Although the 50% occupancy rule won’t be changed before 1st June, ministers have promised to review the situation in the middle of the month and if it’s possible, ease restrictions again before Midsummer.
“We are doing everything to make sure people are safe when they come to restaurants, but we are not sure. There are many question marks about the opening of the first week” Lappi tells News Now Finland.
Another of those issues is about buffets – the lunchtime lifeblood of many smaller businesses in particular. Although still not allowed to open next Monday, businesses that would normally only feature a lunch buffet, like sushi restaurants for example, are able to serve take-away items. That’s another restrictions which can be reviewed, and potentially eased, in the coming weeks.
More delays on restaurant bailout package
The second issue being faced by all restaurant owners is when and how they can start to claim some of the compensation the government has promised them for being forced to close their businesses since the beginning of April.
The legislation was drafted then almost immediately questioned by Centre Party ministers over the calculations on payments, and has since been looked at again in committee.
“It took the Government two months to give a proposal to Parliament. And even that proposal was not complete – they asked the Economic Committee to revise it” explains MP Elina Lepomäki (NCP) who sits on the Economic Committee.
“It took the committee in Parliament less than a week to refine it. I call that speed.

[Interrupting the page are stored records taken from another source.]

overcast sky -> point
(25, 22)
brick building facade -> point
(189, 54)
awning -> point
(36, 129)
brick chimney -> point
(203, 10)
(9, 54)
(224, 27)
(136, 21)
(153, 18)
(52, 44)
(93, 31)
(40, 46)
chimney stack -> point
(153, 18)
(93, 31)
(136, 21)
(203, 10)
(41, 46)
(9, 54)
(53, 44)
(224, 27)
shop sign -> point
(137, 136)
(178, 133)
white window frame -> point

The government, less so” she states.
Even when it finally gets approved by Parliament, there needs to be EU approval for state aid to the entire hospitality sector and that just means more delays before business owners will get any money in their accounts.

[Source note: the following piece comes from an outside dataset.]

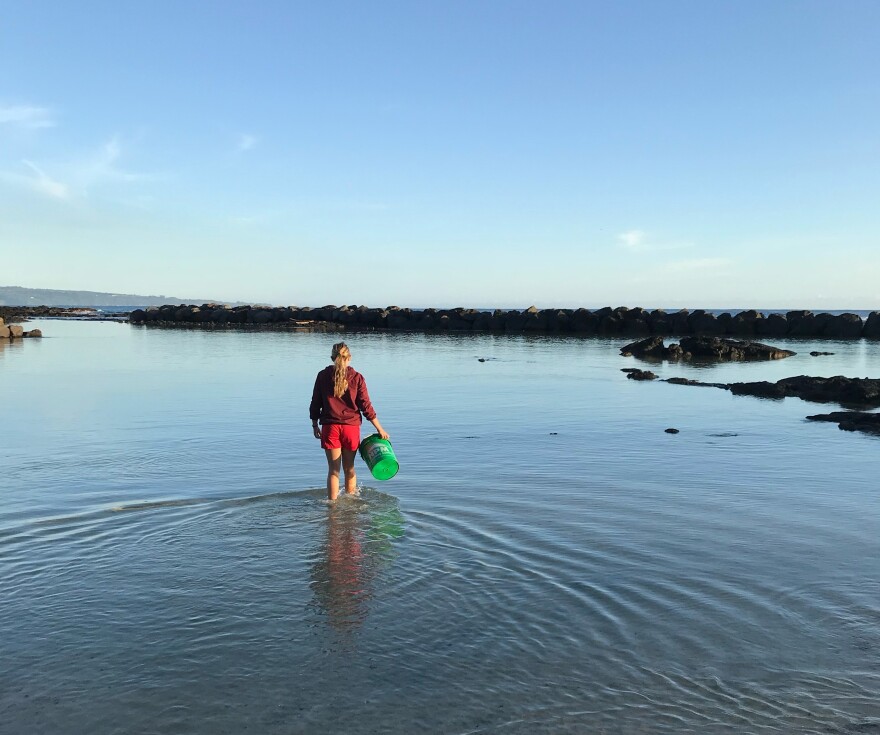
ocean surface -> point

“It’s possible the financial package will be accepted just a couple of days before restaurants are opening” says the Finnish Hospitality Association’s Timo Lappi, although he does say it’s been tough for civil servants and politicians to push laws through so quickly during the coronavirus crisis.
Without the money from the government to cover up to 15% of their lost revenues, some businesses won’t be able to hire staff or order supplies from wholesalers or breweries in advance, meaning they simply can’t open on 1st June.
Timo Lappi hopes there will be some flexibility here too along the supply chain.
“Many restaurants of course will have run out of money, but others who are supplying meat and vegetables I hope they will give credit, because they will also be in a difficult situation if restaurants can’t open” says Lappi.
“There are many problems, but I think there will also be solutions to get things open.”